Очевидно, были и такие арабы, которые почитали главным образом сам храм Каабу, видя в нем "дом Бога", и молились в нем этому верховному Богу Аллаху. Как передает иранский историк Шахрастани, живший в XII веке, некоторые из них, обращаясь к этому Богу с молитвой, восклицали: "Боже! Я готов на служение тебе, готов на служение тебе, готов на служение тебе! Нет товарища у тебя, кроме того товарища, над которым ты властвуешь и которого ты царь!" Каабе приносили дары. Перед входом в храм снимали обувь. Стены мазали кровью жертвенных животных, к ним прикасались при клятвах, вешали на них красивые материи - храм старались так же одеть, как и статуи дочерей Бога. Вокруг Каабы совершали семикратные обхождения, прикасаясь каждый раз к Черному камню, вделанному в ее стену.

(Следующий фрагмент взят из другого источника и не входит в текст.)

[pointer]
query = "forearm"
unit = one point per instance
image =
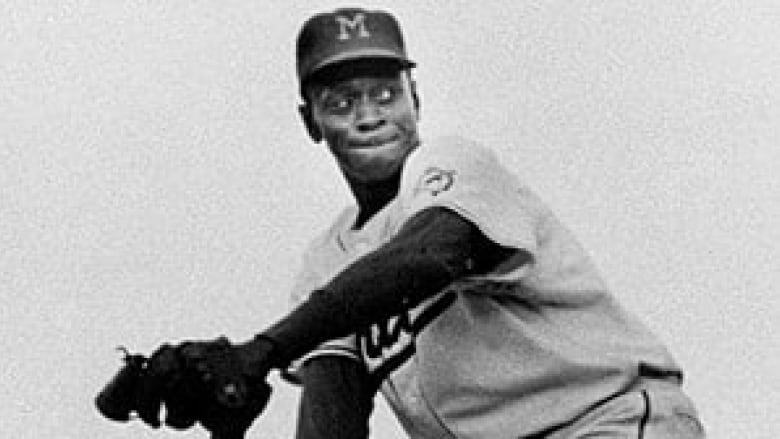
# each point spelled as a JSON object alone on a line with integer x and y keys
{"x": 433, "y": 249}
{"x": 336, "y": 400}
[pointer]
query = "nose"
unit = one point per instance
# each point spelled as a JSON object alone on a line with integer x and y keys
{"x": 368, "y": 116}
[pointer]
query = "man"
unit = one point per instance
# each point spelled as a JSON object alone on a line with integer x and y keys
{"x": 449, "y": 286}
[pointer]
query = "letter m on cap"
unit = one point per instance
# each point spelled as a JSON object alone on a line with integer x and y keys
{"x": 348, "y": 27}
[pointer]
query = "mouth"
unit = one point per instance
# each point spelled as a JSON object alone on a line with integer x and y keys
{"x": 372, "y": 142}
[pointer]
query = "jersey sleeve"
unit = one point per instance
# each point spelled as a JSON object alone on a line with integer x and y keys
{"x": 467, "y": 178}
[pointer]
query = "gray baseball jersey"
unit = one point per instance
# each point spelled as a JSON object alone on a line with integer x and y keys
{"x": 517, "y": 351}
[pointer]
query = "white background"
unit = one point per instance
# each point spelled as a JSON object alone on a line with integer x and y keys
{"x": 156, "y": 184}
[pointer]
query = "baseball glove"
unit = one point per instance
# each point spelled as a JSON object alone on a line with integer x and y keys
{"x": 215, "y": 383}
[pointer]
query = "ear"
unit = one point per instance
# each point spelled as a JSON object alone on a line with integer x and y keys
{"x": 309, "y": 122}
{"x": 415, "y": 97}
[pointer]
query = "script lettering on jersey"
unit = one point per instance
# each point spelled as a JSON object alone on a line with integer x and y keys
{"x": 388, "y": 344}
{"x": 347, "y": 25}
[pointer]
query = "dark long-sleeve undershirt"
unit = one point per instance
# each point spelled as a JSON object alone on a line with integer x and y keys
{"x": 433, "y": 248}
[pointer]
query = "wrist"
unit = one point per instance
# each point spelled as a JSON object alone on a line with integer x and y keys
{"x": 258, "y": 356}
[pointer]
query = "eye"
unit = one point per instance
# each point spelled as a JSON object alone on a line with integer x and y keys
{"x": 337, "y": 103}
{"x": 385, "y": 94}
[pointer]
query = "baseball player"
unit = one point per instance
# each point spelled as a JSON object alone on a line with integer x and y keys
{"x": 449, "y": 286}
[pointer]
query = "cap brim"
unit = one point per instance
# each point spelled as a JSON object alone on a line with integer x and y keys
{"x": 360, "y": 54}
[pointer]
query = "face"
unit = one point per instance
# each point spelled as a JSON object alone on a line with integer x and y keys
{"x": 369, "y": 123}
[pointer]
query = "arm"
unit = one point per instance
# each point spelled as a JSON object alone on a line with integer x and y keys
{"x": 336, "y": 401}
{"x": 433, "y": 249}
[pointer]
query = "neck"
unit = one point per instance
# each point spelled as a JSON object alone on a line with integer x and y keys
{"x": 372, "y": 197}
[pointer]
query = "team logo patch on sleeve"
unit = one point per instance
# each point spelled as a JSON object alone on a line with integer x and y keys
{"x": 435, "y": 181}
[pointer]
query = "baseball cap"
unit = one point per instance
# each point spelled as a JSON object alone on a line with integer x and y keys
{"x": 348, "y": 34}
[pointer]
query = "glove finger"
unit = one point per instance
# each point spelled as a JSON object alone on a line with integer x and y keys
{"x": 151, "y": 386}
{"x": 180, "y": 403}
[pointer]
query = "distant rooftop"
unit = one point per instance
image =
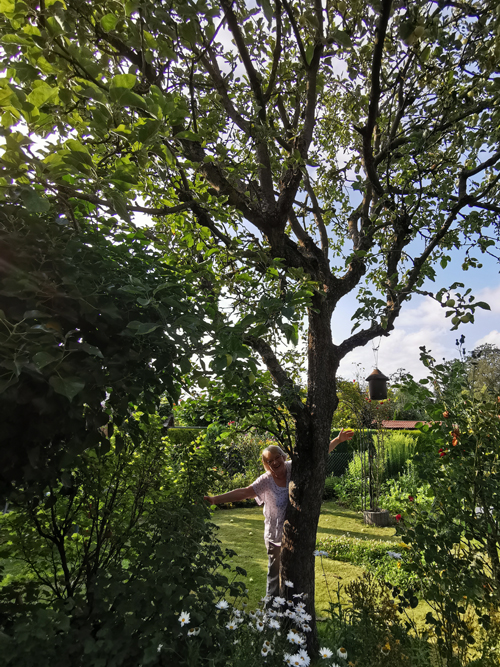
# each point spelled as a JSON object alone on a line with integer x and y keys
{"x": 395, "y": 423}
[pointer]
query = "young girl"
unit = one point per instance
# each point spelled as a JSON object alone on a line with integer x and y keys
{"x": 271, "y": 490}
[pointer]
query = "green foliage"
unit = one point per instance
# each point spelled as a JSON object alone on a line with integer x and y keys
{"x": 109, "y": 109}
{"x": 455, "y": 544}
{"x": 398, "y": 449}
{"x": 183, "y": 436}
{"x": 329, "y": 492}
{"x": 372, "y": 626}
{"x": 88, "y": 330}
{"x": 111, "y": 557}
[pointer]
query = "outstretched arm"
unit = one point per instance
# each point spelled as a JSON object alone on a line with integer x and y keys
{"x": 342, "y": 437}
{"x": 232, "y": 496}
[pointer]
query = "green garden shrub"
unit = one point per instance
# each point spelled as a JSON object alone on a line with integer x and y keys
{"x": 112, "y": 555}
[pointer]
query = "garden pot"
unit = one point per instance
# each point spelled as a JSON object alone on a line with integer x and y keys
{"x": 377, "y": 517}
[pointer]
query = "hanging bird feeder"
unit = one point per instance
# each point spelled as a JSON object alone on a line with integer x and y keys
{"x": 377, "y": 385}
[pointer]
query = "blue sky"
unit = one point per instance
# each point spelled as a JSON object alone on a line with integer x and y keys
{"x": 423, "y": 322}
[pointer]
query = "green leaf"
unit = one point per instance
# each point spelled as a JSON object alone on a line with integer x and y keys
{"x": 127, "y": 98}
{"x": 148, "y": 130}
{"x": 142, "y": 328}
{"x": 187, "y": 134}
{"x": 309, "y": 55}
{"x": 91, "y": 349}
{"x": 41, "y": 94}
{"x": 108, "y": 22}
{"x": 7, "y": 6}
{"x": 42, "y": 359}
{"x": 342, "y": 38}
{"x": 69, "y": 386}
{"x": 33, "y": 201}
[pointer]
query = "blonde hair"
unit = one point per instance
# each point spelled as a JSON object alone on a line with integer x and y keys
{"x": 272, "y": 449}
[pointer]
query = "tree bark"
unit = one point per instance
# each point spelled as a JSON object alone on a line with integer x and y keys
{"x": 309, "y": 465}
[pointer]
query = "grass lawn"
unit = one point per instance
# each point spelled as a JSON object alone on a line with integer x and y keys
{"x": 242, "y": 529}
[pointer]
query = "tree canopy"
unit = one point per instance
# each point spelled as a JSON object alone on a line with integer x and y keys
{"x": 300, "y": 151}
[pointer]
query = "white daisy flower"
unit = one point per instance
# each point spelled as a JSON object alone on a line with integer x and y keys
{"x": 295, "y": 638}
{"x": 305, "y": 657}
{"x": 325, "y": 653}
{"x": 183, "y": 618}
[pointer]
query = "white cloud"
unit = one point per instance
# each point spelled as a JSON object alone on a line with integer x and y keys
{"x": 493, "y": 338}
{"x": 423, "y": 325}
{"x": 492, "y": 297}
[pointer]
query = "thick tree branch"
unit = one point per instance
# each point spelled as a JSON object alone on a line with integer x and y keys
{"x": 297, "y": 228}
{"x": 418, "y": 263}
{"x": 296, "y": 31}
{"x": 253, "y": 76}
{"x": 276, "y": 54}
{"x": 375, "y": 92}
{"x": 361, "y": 338}
{"x": 278, "y": 373}
{"x": 467, "y": 173}
{"x": 318, "y": 216}
{"x": 212, "y": 67}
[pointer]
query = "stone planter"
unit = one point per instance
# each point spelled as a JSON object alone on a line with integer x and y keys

Но особенно большое значение придавалось совместным религиозным церемониям, приуроченным к трем священным месяцам, когда в Мекку стекались представители всех арабских племен, почитавших Каабу и другие святыни города.
Лунный год короче солнечного на одиннадцать дней, поэтому священные месяцы приходились на разные сезоны года, в том числе и на такие, когда совершение хаджа (хаджжа) - путешествия к святыням - было очень трудновыполнимо из-за страшного зноя и отсутствия воды и корма для скота. Говорят, что именно поэтому лет на пять - десять до рождения Мухаммеда курайшиты, заинтересованные в привлечении паломников-хаджиев (хадж арабы совершали и к другим святыням, конкурировавшим с Меккой), стали исправлять календарь, вставляя раз в десять лет три дополнительных месяца, что приводило в соответствие лунный и солнечный годы. Это нововведение не все одобряли, хотя большинство арабов охотно подчинилось переходу к новому календарю.
С началом священных месяцев, которые стали приурочиваться к зимнему периоду, все враждебные действия объявлялись незаконными и с разных концов Аравийского полуострова начинали двигаться к Мекке паломники (хаджии). Они гнали жертвенных животных, на шею которым вешали отличительные знаки, служившие одновременно и украшениями, - кусочки окрашенной коры, кожаные ожерелья и т. п. Вступив на землю священного мекканского округа, многие паломники приносили свою первую жертву богам - полностью сбривали волосы на голове; арабы носили длинные волосы и считали их украшением мужчины, поэтому, какой бы религиозный смысл ни придавался ими обрядовому бритью головы, это прежде всего была именно жертва, добровольный отказ человека от некоторой ценности, действие, сознательно идущее вразрез с его эгоистическими желаниями. Хаджии не довольствовались этим и на время совершения паломничества накладывали на себя ряд ограничений - пост той или иной продолжительности, отказ от наиболее вкусной пищи (например, от масла и творога), а также чаще и продолжительнее молились Богу (или богам). Все это сочеталось со стремлением к добродетельной жизни в период хаджа, включая подавление вспышек гнева и злобы. Впрочем, таких добровольных обязательств могло и не быть совсем, что не умаляло ценности хаджа, как перенесения ряда трудностей в угоду богам.
Во время хаджа нисколько не было предосудительно заниматься делами, и паломничество сопровождалось оживленной торговлей, заключением политических соглашений и брачных союзов.
Основные религиозные церемонии во время хаджа продолжались всего три дня в самой Мекке и ее окрестностях.
В первый день производилось сопровождаемое громкими молитвенными обращениями к Богу заклание части жертвенных животных в ограде Каабы - по словам арабских историков, не только жертвенные камни, но и все пространство вокруг храма бывало залито кровью. Здесь же животных свежевали и делили часть мяса предназначалась для бедняков. Хаджии пили воду из священного колодца Замзам, и некоторые совершали омовения его водой.